Chapter 10 Damián
The light comes through the window at an angle that turns the wall gold.
I don’t know what time it is. His back is two inches from my chest. He’s breathing in the rhythm of someone still asleep.
His shoulder blade rises and falls. The tattoo on his ribs catches the morning light and the Atlanta skyline at the top is the city outside this window and the city on his skin and I am in both of them.
My arm is across his waist. It’s been there all night. I know because I woke up once, around four, and my arm was there, and his hand was on top of mine, his fingers loosely folded over my knuckles.
My body is quiet. That’s the thing I notice first and can’t stop noticing.
The part of me that is usually running isn’t running.
It’s just my body in a bed in a city that isn’t mine, next to a man who is breathing, and the wall is gold.

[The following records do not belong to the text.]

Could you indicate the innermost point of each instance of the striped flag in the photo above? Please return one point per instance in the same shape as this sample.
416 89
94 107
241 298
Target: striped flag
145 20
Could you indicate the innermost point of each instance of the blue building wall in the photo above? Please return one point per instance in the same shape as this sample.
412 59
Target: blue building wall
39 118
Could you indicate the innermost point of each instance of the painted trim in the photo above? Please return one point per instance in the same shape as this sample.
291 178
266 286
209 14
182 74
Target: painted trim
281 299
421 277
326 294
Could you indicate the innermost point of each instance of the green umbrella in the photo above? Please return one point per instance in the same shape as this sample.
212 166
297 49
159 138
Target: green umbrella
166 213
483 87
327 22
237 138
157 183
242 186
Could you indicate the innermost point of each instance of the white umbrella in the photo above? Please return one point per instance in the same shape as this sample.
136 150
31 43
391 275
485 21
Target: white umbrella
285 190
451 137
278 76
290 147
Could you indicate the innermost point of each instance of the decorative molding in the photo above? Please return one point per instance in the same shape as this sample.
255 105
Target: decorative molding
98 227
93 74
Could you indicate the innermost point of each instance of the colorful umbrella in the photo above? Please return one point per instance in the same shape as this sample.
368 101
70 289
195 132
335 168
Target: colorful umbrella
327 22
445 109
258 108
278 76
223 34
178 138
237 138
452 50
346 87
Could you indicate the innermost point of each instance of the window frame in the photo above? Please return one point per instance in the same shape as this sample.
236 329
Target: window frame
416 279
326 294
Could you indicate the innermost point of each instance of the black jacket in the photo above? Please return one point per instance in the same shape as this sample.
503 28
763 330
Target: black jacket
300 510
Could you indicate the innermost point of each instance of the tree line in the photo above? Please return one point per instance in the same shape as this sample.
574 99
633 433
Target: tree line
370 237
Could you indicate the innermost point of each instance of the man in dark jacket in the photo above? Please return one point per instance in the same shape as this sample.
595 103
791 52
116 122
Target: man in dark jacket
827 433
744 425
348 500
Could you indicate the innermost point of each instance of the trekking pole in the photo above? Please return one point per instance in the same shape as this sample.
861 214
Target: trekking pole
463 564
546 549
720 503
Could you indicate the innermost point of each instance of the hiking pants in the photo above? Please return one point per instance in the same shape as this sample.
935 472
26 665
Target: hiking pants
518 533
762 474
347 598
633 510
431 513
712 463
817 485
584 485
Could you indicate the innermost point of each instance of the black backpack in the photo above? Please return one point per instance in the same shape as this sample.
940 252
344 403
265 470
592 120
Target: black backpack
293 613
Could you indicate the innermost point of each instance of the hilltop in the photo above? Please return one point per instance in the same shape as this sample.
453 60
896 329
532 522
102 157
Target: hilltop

I have morning-after etiquette for other cities, other beds.
The exit was always clean. Shower, dressed, coffee if offered, gone before the morning got complicated.
I had a system. The system involved being fully clothed within twenty minutes of waking up.
I’m not wearing anything and I have no interest in finding my clothes and the system appears to have been fired.
He shifts. A small sound, half-asleep, his body pressing back into my chest. My hand tightens on his hip without me telling it to.
His skin is warm from sleep and from the sheet and from whatever the morning is doing through this window, and when he shifts again his ass presses against me and my cock responds before any other part of me does.
Honest. Immediate. Not interested in a committee meeting about it.
“You’re awake,” he says. His voice is thick with sleep, our native language on his tongue.
“I’ve been awake.”
“How long?”
“Long enough.”
He turns over. His face in the gold light. Brown eyes, slightly swollen from sleep. The freckles across his nose that I noticed three years ago in photos and keep noticing. His hair falling across his forehead. He looks at me with his full open face, and the look is so unguarded my chest tightens.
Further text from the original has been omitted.